In response to crowding, C. elegans can arrest development at the
end of the second larval stage, and last in that dormant state for
months to years. When these arrested worms, called dauer ("enduring")
larvae, are moved to fresh plates with bacteria to eat, they resume development
where they left off.
C. elegans is useful for experimental genetics
C. elegans has two sexes, male and hermaphrodite. The
hermaphrodites produce both sperm and eggs and are self-fertilizing, or
automictic. Hermaphrodites typically lay 300 fertilized eggs during
life. If they are fertilized by a male, they can produce hundreds
more. We can freeze all of our mutant worm strains in liquid
nitrogen (something one can't do with Drosophila). It's not
the dauers or eggs that survive the freezing best, but the young larvae.
Because the worms are very small, we use binocular dissecting microscopes
when we are examining them and moving them from plate to plate.
For other purposes, such as to see the anatomy of the worm in great
detail or to watch individual cells dividing, we use compound microscopes
with Nomarski (or Differential Interference Contrast, DIC) optics.
One of the most useful things about C. elegans to us is how easy
it is to find mutants that affect many different kinds of processes.
Using mutants, we can deduce how these processes work normally.
Mutants of C. elegans have been found that have altered development,
behavior, movement, ability to smell and taste, feeding, defecation,
rate of growth, aging and programmed cell death.
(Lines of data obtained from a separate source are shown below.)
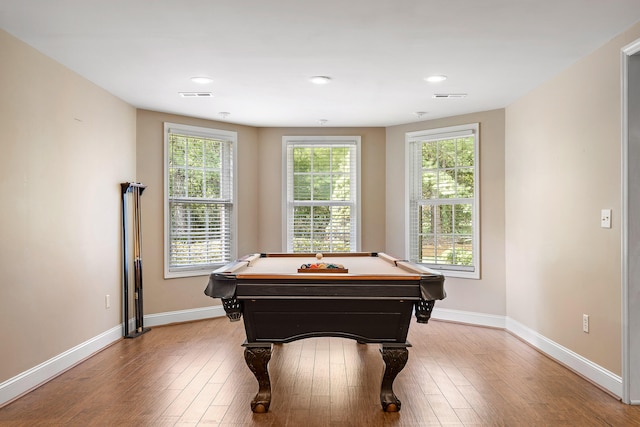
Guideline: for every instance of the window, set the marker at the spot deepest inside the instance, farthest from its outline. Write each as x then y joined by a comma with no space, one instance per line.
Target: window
444,199
322,187
199,199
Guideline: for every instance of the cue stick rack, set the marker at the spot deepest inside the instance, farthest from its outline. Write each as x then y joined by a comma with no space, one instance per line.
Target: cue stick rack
131,254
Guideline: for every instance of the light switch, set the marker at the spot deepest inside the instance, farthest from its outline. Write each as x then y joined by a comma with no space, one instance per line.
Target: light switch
605,218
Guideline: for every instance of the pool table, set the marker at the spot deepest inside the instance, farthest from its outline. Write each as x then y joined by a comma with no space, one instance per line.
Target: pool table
370,300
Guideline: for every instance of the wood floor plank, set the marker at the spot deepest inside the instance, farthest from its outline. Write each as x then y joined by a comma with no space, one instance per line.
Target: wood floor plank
194,374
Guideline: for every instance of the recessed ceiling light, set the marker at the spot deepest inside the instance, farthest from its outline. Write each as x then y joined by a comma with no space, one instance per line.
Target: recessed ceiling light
201,80
436,78
449,95
195,94
320,80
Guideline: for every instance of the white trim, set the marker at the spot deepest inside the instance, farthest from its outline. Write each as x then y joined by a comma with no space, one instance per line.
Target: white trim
582,366
625,53
224,135
48,370
436,134
36,376
353,140
32,378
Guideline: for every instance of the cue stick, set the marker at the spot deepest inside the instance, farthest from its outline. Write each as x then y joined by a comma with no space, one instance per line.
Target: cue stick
125,260
136,189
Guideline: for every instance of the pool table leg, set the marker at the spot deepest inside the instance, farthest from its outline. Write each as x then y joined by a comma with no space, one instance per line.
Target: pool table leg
257,358
394,357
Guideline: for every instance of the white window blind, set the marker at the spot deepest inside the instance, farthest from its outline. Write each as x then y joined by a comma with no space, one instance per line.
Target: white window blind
199,199
444,199
322,187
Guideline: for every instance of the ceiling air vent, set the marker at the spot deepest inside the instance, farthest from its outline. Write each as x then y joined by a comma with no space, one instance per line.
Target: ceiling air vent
449,95
196,94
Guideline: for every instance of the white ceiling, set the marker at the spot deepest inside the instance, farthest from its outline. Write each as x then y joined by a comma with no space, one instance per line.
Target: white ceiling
261,53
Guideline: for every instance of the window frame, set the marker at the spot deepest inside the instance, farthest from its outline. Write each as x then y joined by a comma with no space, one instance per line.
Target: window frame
319,141
198,131
413,179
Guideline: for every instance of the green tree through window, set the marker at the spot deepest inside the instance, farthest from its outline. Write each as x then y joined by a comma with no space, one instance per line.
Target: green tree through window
322,190
443,198
199,198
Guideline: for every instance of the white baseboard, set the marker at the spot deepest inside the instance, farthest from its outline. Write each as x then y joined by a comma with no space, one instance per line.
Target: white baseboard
600,376
593,372
32,378
28,380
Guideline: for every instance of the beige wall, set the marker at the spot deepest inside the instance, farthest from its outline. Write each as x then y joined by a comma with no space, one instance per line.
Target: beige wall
66,146
563,166
269,184
486,295
165,295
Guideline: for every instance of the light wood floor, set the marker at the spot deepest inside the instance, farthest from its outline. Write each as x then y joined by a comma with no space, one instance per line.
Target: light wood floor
195,374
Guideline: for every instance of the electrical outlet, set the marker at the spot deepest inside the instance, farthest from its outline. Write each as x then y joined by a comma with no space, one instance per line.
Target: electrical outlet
605,218
585,323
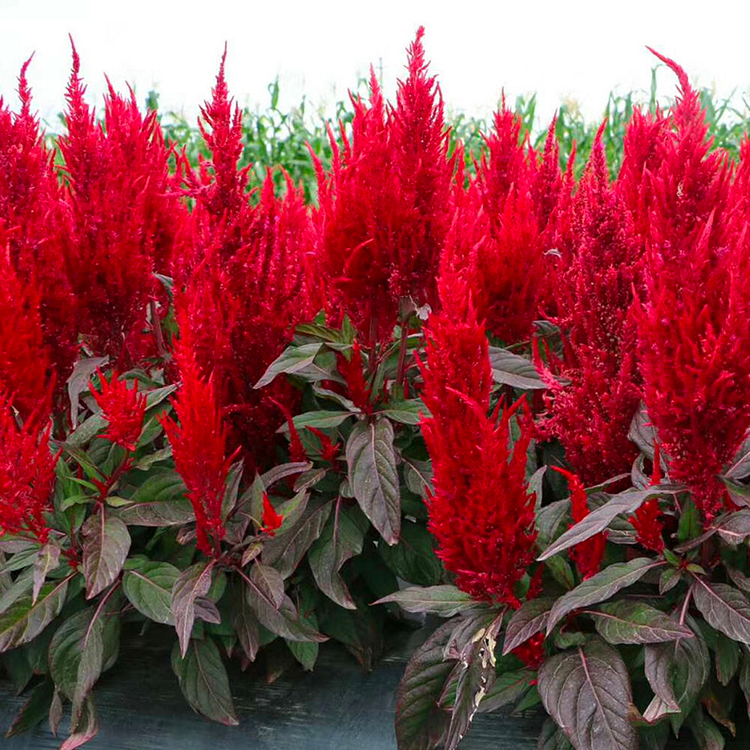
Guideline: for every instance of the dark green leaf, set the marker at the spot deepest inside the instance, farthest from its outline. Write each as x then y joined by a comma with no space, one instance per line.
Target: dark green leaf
601,587
191,583
46,562
373,475
76,657
445,600
626,503
413,558
204,682
84,729
406,412
106,543
285,550
724,607
527,621
508,688
735,527
420,724
291,360
514,370
34,710
25,619
628,621
149,589
587,692
341,540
C. elegans is arguably the most throroughly understood animal
C. elegans is the only animal for which the entire
cell lineage is known from zygote to adult. It is also the
only animal for which the entire wiring of its nervous system is known.
It is the first animal to have its entire genome sequenced.
The genome size of C. elegans is 100 megabases or 1/30 the size
of the human genome. It has six chromosomes, five autosomes
and a sex chromosome, all of similar size. The chromosomes are
holokinetic, that is, they don't have a centromere. There is little
repeated DNA in the genome, which makes it good for sequencing.
There are about 18,000 protein coding genes, and 1000 RNA genes.
About half the genes have similarity to genes in other organisms,
and some are homologs
of disease genes in humans. Experiments using C. elegans are
done by thousands of scientists
around the world and even on the space
shuttle.
Some movies (Quicktime):
Things to know about C. elegans sequences
Genomic sequences are deposited in Genbank with annotations.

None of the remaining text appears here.